Midterm Project Feedback & Machine Learning

STAT 313

Deadline Reminders

  • Lab 4 revisions are due tonight
  • Statistical Critique 1 revisions are due tonight
  • The final version of your Midterm Project is due Sunday at midnight

Deadline Extensions

You cannot request deadline extensions for the final version of your Midterm Project. The assignment portal closes at 11:59pm on Sunday. Do not ride the line.

Midterm Project Review

Help your peers!

  • Are the arguments / sentences easy to understand? Does the report flow?

  • Is the same information included in multiple places?

  • Do the plots have nice axis labels?

  • Can you easily find the regression equations?
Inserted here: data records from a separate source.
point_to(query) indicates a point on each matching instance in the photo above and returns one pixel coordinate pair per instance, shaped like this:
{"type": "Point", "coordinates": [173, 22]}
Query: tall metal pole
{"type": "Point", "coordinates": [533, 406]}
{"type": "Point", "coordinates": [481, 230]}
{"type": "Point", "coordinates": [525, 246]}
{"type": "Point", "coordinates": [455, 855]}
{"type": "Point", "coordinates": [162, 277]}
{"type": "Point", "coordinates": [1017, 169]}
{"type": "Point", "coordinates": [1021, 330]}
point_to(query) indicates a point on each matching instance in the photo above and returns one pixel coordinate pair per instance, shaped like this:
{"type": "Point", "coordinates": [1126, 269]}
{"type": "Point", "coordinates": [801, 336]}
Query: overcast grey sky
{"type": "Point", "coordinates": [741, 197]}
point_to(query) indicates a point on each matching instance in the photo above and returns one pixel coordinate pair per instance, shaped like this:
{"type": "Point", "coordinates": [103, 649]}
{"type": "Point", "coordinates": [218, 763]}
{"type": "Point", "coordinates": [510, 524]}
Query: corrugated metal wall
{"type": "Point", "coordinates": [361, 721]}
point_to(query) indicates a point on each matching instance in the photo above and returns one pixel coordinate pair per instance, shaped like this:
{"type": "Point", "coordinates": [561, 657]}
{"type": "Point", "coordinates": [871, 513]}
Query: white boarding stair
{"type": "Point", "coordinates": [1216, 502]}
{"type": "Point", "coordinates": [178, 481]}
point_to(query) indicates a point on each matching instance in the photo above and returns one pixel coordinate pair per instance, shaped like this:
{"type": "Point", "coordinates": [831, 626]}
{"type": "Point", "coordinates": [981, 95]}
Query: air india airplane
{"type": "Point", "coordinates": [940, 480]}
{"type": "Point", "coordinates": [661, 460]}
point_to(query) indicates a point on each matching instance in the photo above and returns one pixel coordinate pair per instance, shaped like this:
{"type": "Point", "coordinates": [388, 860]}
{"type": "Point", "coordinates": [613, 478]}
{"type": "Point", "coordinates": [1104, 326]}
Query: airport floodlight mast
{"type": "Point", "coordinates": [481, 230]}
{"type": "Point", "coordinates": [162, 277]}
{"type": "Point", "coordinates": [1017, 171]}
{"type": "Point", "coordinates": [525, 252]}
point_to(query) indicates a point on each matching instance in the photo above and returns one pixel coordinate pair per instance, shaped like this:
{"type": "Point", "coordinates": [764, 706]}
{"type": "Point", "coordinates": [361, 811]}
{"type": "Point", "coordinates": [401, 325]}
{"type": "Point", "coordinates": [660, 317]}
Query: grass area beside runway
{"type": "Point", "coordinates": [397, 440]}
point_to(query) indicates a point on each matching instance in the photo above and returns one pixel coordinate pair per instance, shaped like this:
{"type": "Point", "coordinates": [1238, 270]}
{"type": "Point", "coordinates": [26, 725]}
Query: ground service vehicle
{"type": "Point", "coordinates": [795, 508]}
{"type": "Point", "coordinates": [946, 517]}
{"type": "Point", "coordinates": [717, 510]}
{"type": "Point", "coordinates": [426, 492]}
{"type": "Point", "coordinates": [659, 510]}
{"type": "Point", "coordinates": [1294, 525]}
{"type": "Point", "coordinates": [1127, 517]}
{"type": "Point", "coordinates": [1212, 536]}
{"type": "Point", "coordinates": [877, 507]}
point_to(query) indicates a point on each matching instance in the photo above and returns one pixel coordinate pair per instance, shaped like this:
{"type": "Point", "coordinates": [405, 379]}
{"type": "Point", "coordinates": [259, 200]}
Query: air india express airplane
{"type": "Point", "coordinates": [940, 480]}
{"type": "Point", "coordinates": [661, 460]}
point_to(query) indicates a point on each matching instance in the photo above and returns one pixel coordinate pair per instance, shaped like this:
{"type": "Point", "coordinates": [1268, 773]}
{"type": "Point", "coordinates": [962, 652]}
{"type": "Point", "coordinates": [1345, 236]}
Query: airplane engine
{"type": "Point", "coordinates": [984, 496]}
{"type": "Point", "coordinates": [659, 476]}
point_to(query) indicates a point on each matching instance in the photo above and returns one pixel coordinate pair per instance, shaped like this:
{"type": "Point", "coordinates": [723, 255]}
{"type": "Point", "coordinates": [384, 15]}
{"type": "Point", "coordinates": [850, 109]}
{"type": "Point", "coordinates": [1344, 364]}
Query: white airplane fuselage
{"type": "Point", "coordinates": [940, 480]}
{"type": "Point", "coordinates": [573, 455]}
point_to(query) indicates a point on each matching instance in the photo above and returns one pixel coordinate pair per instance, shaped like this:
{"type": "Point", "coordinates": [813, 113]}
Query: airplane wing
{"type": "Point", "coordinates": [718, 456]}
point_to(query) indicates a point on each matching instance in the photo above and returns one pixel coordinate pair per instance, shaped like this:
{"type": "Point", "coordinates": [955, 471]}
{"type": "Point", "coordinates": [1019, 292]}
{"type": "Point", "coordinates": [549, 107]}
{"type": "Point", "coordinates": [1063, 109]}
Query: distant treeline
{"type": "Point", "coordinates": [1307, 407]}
Do the equations make sense?

  • Do the interpretations / conclusions from the equations make sense?

Peer Feedback

Study Limitations

Based on how the study was designed, what population can you infer these results onto?


Justify what population you believe your analysis can be inferred onto.

  • The sample of [possums / professors / crabs]?
  • Some larger population of [possums / professors / crabs]?

Your justification needs to connect with how the researchers collected their data!

Based on how the study was designed, what can you say about the relationships between the variables?


Stating that the study was “observational” doesn’t tell me that you understand what would be required to use cause-and-effect language!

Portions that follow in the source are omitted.